Dieses Vorbringen reicht für eine Individualvereinbarung i. S. d. § 1 Abs. 2 AGBG nicht aus. Von einem Aushandeln
in diesem Sinn kann nur gesprochen werden, wenn der Verwender den in seinen Allgemeinen Geschäftsbedingungen
enthaltenen gesetzesfremden Kerngehalt inhaltlich ernsthaft zur Disposition stellt und dem Vertragspartner
Gestaltungsfreiheit zur Wahrung eigener Interessen mit der realen Möglichkeit einräumt, die inhaltliche Gestaltung
der Vertragsbedingungen zu beeinflussen (BGH, NJW 2002, 2388). Deshalb genügt für die Feststellung, die Klauseln
seien „ausgehandelt“ nicht, dass der Inhalt lediglich erörtert wurde und den Vorstellungen des Vertragspartners
entsprach (Werner/Pastor, Der Bauprozess, 9. Aufl., Rn. 2151 mit Nachw.).
b) Nach der Rechtsprechung des Bundesgerichtshofs benachteiligt eine Bestimmung in Allgemeinen
Geschäftsbedingungen eines Bauvertrags, wonach der Besteller nach Abnahme des Bauwerks 5 % der
Auftragssumme für die Dauer der Gewährleistungsfrist als Sicherheit einbehalten darf, den Auftragnehmer entgegen
den Geboten von Treu und Glauben unangemessen. Sie ist nur wirksam, wenn dem Auftragnehmer ein
angemessener Ausgleich zugestanden wird. Das ihm eingeräumte Recht, den Einbehalt durch eine Bürgschaft auf
erstes Anfordern abzu
lösen, stellt keinen angemessenen Ausgleich dar (BGH, NJW 2001, 1857, 1858; NJW 2002, 894).
So ist es hier im Hinblick auf § 7 Ziff. 8 des Bauvertrags.
c) Der Verstoß gegen § 9 AGB führt dazu, dass die Klausel insgesamt unwirksam ist und der Beklagten ein
Anspruch aus § 812 Abs. 1 Satz 1 BGB auf Rückgewähr der Bürgschaftsurkunde zusteht.
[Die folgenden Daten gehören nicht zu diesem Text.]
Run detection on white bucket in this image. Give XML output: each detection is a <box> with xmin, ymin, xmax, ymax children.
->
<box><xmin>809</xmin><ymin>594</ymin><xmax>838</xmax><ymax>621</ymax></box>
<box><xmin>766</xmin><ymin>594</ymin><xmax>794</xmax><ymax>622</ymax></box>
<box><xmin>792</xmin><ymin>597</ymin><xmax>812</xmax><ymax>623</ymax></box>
Die Bestimmung kann
nicht mit der Maßgabe aufrecht erhalten werden, dass der Auftragnehmer den Sicherheitseinbehalt durch Beibringen
einer einfachen Bürgschaft ablösen darf (BGH, NJW 2001, 1857, 1858; NJW 2002, 894).
d) Dem steht das Urteil des BGH vom 4. Juli 2002 (NJW 2002, 3098) nicht entgegen.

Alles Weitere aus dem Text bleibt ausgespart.